O que não significa vai significar um dia destes. Mas
significará uma coisa bastante diferente. Pensam que uma escada leva sempre a
uma espécie de casa ou terraço, e são magnânimos admitindo alguma variação de
formas e propósitos dentro dos termos das casas e terraços que há. Pois estão à
vossa espera, senhores, casas e terraços de estranhos sistemas arquitectónicos.
Há mesmo a suspeita de tratar-se de uma escada esquisita, uma escada apenas
para subir.
Mas dantes havia moral, dizem eles. Havia a moral para subir
e ir ao terraço. Depois via-se a paisagem.
E era bonito?
Sim, havia metafísica, política e filosofia para ver.
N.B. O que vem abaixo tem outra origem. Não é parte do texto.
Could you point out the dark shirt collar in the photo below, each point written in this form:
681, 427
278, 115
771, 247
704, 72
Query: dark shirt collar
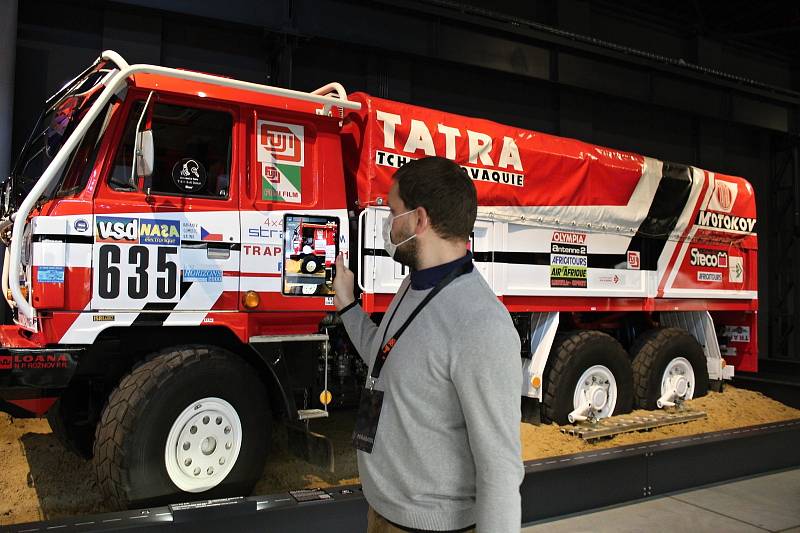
427, 278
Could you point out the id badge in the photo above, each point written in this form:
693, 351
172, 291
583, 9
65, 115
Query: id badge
369, 411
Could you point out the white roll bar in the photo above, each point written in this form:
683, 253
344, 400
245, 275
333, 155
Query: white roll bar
114, 84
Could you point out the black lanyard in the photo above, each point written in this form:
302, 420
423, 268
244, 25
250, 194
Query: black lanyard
383, 353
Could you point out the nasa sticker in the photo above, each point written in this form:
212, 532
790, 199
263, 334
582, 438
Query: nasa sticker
189, 175
81, 225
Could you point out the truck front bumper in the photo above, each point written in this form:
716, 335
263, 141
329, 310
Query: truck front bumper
32, 377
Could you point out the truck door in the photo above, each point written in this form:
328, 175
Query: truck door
171, 243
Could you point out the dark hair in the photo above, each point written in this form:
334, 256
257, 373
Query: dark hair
443, 188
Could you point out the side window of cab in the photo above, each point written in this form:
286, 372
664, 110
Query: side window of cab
192, 151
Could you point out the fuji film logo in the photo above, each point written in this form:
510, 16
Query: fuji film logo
724, 197
281, 141
271, 174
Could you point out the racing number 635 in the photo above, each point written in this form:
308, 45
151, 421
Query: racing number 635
109, 274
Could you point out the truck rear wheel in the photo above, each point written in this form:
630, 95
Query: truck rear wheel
586, 367
192, 422
668, 358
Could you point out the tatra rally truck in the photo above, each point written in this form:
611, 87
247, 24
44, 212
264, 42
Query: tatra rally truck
162, 326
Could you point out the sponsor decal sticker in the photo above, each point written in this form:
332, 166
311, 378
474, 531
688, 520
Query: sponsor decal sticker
708, 219
189, 231
121, 230
634, 260
708, 258
189, 175
206, 235
612, 280
736, 270
280, 152
724, 196
737, 333
50, 274
715, 277
256, 249
33, 361
81, 225
568, 267
202, 273
117, 230
160, 232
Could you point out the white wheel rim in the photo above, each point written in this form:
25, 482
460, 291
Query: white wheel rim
679, 375
203, 445
597, 386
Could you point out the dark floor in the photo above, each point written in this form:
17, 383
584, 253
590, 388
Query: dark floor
765, 503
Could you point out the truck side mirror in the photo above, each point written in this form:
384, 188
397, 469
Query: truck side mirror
145, 155
143, 148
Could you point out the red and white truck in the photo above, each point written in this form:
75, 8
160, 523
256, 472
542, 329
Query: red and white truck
147, 222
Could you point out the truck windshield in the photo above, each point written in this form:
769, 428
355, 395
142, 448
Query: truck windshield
51, 131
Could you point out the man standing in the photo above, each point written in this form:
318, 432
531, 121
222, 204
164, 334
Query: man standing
438, 427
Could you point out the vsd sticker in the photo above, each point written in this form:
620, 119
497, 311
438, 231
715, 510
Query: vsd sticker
116, 229
160, 232
202, 274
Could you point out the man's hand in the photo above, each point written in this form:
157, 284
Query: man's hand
343, 284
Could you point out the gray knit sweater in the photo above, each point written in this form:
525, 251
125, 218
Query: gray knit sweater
447, 449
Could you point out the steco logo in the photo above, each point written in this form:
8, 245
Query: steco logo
281, 142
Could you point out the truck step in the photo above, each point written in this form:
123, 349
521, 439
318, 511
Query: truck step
311, 337
615, 425
307, 414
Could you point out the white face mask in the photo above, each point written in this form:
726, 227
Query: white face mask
388, 245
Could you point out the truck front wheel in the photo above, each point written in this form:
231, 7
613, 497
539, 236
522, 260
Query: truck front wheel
191, 422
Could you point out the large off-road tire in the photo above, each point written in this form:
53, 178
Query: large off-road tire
74, 435
576, 358
659, 353
193, 422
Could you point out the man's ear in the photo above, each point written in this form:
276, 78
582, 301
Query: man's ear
423, 220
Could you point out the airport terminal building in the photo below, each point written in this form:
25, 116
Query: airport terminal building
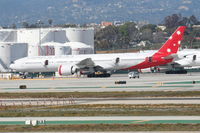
19, 43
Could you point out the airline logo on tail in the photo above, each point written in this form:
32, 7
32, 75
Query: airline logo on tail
172, 44
166, 53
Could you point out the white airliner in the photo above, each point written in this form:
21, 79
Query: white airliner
188, 58
90, 64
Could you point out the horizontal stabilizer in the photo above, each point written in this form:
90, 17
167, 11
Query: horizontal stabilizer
171, 56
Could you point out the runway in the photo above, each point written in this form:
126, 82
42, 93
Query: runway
79, 101
147, 82
103, 120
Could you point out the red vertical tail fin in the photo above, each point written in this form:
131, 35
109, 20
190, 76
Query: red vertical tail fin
172, 44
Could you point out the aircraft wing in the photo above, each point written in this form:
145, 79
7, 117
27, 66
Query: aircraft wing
171, 56
86, 63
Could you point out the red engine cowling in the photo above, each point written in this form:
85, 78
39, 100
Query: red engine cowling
67, 70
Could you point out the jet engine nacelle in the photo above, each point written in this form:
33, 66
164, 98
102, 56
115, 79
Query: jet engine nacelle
67, 70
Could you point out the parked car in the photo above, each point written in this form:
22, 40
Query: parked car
133, 74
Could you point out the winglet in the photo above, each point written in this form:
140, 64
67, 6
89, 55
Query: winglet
172, 44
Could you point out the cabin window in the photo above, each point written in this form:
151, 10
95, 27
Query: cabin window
46, 62
150, 59
117, 60
194, 57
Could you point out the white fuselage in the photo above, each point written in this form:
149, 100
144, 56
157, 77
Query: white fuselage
107, 61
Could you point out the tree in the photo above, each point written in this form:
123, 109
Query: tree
25, 24
50, 21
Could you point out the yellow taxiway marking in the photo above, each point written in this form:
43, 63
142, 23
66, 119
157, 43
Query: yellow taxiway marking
42, 79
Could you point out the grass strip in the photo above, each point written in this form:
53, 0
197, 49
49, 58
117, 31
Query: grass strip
102, 127
102, 94
101, 110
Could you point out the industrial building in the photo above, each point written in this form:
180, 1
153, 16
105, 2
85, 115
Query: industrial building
19, 43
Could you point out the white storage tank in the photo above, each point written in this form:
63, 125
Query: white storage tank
18, 50
8, 35
54, 48
84, 35
36, 37
5, 56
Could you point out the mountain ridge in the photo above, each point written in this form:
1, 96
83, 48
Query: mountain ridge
93, 11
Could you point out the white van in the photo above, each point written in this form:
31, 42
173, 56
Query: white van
133, 74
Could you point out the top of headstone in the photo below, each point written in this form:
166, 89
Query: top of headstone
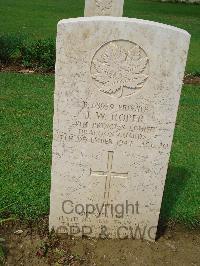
112, 19
104, 8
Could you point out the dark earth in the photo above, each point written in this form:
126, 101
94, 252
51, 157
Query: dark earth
30, 244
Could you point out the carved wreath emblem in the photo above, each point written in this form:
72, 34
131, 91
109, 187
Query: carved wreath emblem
120, 68
103, 6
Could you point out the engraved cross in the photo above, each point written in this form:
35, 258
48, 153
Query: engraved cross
109, 174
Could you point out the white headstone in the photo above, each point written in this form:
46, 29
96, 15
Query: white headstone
118, 83
104, 8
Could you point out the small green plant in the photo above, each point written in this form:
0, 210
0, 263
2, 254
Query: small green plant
39, 54
10, 45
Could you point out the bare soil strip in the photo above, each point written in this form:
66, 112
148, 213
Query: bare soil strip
31, 244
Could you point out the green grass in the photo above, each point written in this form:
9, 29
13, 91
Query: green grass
39, 18
26, 135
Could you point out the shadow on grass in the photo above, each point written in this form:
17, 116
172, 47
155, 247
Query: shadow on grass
177, 178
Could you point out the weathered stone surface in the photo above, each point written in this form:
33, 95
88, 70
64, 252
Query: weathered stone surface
104, 8
118, 83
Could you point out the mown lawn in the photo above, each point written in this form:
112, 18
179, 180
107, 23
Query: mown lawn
26, 135
39, 18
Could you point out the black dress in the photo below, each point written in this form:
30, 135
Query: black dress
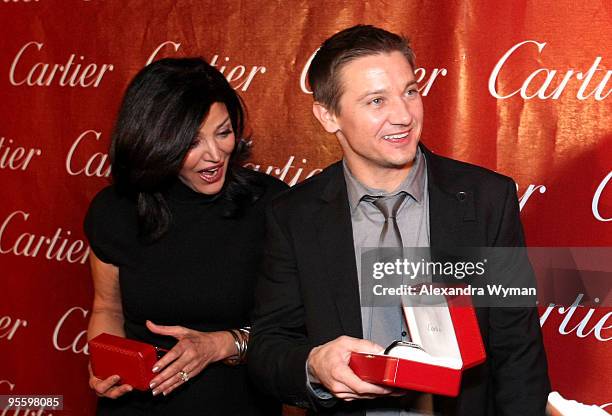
200, 275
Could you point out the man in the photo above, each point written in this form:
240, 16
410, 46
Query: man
308, 316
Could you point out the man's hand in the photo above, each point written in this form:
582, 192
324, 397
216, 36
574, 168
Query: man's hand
328, 365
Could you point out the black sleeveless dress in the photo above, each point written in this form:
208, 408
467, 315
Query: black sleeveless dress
200, 275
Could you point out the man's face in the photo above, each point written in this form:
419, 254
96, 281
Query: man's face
381, 114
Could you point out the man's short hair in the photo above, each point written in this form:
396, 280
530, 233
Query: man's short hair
343, 47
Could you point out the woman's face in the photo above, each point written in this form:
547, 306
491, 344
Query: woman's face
205, 165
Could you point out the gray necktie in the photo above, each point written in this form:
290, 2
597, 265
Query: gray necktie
387, 321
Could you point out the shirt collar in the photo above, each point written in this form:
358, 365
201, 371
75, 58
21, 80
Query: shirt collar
413, 184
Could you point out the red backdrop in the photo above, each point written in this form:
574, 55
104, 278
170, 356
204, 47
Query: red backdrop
521, 87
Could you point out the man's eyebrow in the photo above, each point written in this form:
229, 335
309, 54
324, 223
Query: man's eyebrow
223, 123
372, 93
382, 91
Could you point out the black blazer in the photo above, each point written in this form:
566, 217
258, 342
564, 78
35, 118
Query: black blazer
307, 292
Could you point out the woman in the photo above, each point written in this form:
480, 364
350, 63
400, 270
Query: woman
176, 241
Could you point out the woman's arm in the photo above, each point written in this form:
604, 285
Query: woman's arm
107, 312
106, 316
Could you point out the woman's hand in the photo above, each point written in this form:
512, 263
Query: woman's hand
109, 387
191, 354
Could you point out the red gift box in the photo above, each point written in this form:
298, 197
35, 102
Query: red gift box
129, 359
450, 340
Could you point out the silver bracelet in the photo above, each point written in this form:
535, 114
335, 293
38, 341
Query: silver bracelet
241, 339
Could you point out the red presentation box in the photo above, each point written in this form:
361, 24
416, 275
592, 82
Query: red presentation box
131, 360
450, 342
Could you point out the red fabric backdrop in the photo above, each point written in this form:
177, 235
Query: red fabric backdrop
521, 87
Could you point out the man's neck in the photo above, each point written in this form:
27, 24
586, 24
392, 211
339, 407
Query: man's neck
386, 179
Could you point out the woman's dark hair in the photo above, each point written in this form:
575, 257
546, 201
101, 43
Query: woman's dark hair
161, 114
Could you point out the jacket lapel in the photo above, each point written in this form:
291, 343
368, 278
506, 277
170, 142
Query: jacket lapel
335, 237
451, 205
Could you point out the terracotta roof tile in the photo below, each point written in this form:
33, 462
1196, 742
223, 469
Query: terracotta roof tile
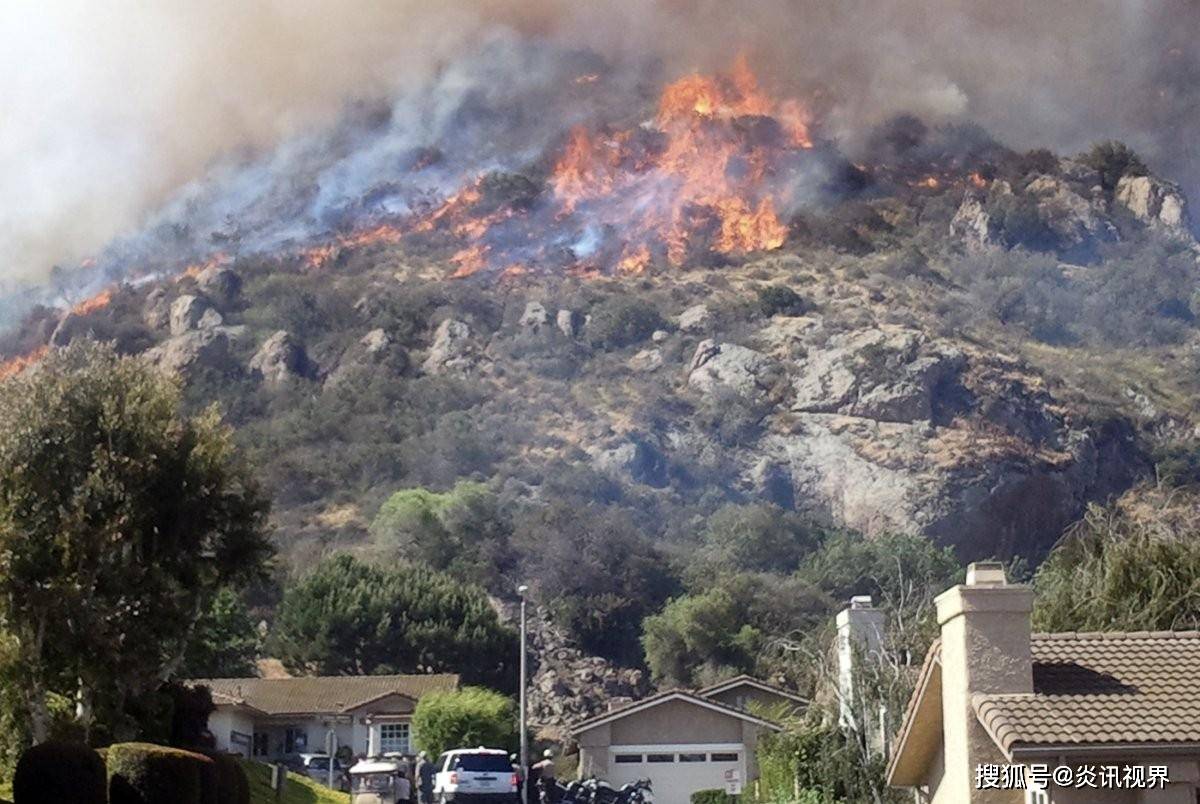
1103, 688
321, 694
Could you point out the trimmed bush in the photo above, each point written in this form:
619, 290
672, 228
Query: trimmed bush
233, 786
142, 773
711, 797
60, 772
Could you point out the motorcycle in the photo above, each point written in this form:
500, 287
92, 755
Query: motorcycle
594, 791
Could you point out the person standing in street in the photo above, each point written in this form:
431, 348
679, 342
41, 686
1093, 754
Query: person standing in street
544, 773
423, 778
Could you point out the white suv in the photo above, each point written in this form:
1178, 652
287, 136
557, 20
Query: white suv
478, 775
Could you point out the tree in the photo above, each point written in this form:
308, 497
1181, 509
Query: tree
1129, 567
225, 642
597, 574
346, 617
885, 567
1113, 160
699, 639
462, 532
757, 537
463, 718
120, 517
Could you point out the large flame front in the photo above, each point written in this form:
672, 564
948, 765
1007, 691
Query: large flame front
706, 177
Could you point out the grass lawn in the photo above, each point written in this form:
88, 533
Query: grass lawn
300, 790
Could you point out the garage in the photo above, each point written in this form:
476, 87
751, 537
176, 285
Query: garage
679, 741
673, 769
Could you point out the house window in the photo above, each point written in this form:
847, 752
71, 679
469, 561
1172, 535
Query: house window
295, 741
394, 738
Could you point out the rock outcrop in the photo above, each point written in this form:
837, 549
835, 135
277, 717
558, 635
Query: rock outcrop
454, 349
191, 312
567, 685
208, 348
1153, 202
886, 375
280, 359
220, 285
730, 366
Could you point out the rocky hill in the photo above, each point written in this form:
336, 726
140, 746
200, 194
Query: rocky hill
971, 354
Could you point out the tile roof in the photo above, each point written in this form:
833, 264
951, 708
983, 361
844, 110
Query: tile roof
1102, 688
319, 694
676, 694
748, 681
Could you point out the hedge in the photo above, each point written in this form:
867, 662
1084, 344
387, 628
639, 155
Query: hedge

E para que servia ver isso?
Ora, a gente ficava contente, porque entravam e saíam ideias
pela cabeça.
Uma espécie de piquenique mental, não?
A metafísica, a política, a filosofia são matérias nobres.
Sim, senhores, obrigado.
Pois, e se a gente queria a casa, subia a escada e entrava
na casa.
Também nas paredes, a filosofia, e etc?
Sim, exactamente.
Olhem: não, obrigado. Vou dizer-lhes: vai ser escada para
subir e depois a gente ficará lá em cima experimentando o transe do silêncio.
Os senhores não percebem nada de destruições. Temos de aturar todo o
aborrecimento de uma velha modernidade: Fernandos Pessoas, surrealismos, a
política com metonímias, a filosofia rítmica, as religiosidades heréticas, as
pequenas tradições de certas liberdades. Acabou-se.
(O verbo impregnava a terra, a energia impregnava a terra).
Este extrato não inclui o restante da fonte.